Project paths are encoded by replacing `/` with `-`:

| Original | Normalized |
|----------|-----------|
| `/path/to/project` | `-path-to-project` |
| `/another/workspace/app` | `-another-workspace-app` |

## sessions-index.json Schema

```json
{
  "version": 1,
  "entries": [
    {
      "sessionId": "20089b2a-e3dd-48b8-809c-0647128bf3b8",
      "fullPath": "~/.claude/projects/-path-to-project/20089b2a-....jsonl",
      "fileMtime": 1741327503477,
      "firstPrompt": "fix the login bug",
      "summary": "Fixed authentication redirect...",
      "messageCount": 42,
      "created": "2026-03-07T03:25:03.477Z",
      "modified": "2026-03-07T12:21:43.806Z",
      "gitBranch": "main",
      "projectPath": "/path/to/project",
      "isSidechain": false
    }
  ],
  "originalPath": "/path/to/project"
}
```

Key fields for session identification:
- `sessionId` — UUID v4 format
- `firstPrompt` — first user message (best for topic matching)
- `summary` — auto-generated summary of the session
- `modified` — last activity timestamp (ISO 8601)
- `gitBranch` — git branch at session time
- `isSidechain` — `false` for main conversations

## Compaction in Session Files

Claude Code uses [server-side compaction](https://platform.claude.com/docs/en/build-with-claude/compaction). When context fills up, two consecutive lines appear:

### Line 1: compact_boundary marker

```json
{
  "type": "system",
  "subtype": "compact_boundary",
  "parentUuid": null,
  "logicalParentUuid": "prev-uuid",
  "compactMetadata": {
    "trigger": "input_tokens",
    "preTokens": 180000
  }
}
```

### Line 2: Compact summary (special user message)

```json
{
  "type": "user",
  "isCompactSummary": true,
  "isVisibleInTranscriptOnly": true,
  "message": {
    "role": "user",
    "content": "This session is being continued from a previous conversation that ran out of context. The summary below covers the earlier portion of the conversation.\n\nAnalysis:\n1. **Initial Request**: User asked to...\n2. **Progress**: Completed X, Y, Z...\n3. **Current state**: Working on..."
  }
}
```

Key properties:
- **`isCompactSummary: true`** — most reliable way to identify compact summaries
- **`isVisibleInTranscriptOnly: true`** — not sent to the API, only stored in the transcript
- Summary is always a plain string in `.message.content` (not an array)
- Typically 12K-31K characters (high-density information)
- A long session may have multiple compact boundaries (4+ is common for 10MB+ sessions)
- The **last** compact boundary's summary reflects the most recent state
- Messages after the last boundary are the "hot zone" — they were in Claude's live context

### Default compaction prompt (from API docs)

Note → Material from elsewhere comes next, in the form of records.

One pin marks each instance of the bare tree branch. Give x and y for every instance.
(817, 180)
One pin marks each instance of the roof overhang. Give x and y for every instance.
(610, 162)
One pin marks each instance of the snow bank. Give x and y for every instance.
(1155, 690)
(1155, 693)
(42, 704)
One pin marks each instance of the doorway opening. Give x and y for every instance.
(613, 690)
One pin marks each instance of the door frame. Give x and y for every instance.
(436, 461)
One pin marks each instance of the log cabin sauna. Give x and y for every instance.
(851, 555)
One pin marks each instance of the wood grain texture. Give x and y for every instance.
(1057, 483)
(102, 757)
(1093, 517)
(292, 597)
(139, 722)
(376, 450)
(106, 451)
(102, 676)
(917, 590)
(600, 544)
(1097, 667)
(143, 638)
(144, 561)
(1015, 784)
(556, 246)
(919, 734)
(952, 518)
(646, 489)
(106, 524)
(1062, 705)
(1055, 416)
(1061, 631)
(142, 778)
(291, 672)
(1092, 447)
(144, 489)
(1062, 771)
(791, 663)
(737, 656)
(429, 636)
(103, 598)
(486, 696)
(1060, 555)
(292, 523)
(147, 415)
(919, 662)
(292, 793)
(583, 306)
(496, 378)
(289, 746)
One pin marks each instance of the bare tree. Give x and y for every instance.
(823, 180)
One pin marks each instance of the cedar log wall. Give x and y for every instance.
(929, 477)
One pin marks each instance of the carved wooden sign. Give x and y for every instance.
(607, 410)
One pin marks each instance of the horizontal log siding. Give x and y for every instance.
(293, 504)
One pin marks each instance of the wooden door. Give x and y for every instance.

> "You have written a partial transcript for the initial task above. Please write a summary of the transcript. The purpose of this summary is to provide continuity so you can continue to make progress towards solving the task in a future context, where the raw history above may not be accessible and will be replaced with this summary."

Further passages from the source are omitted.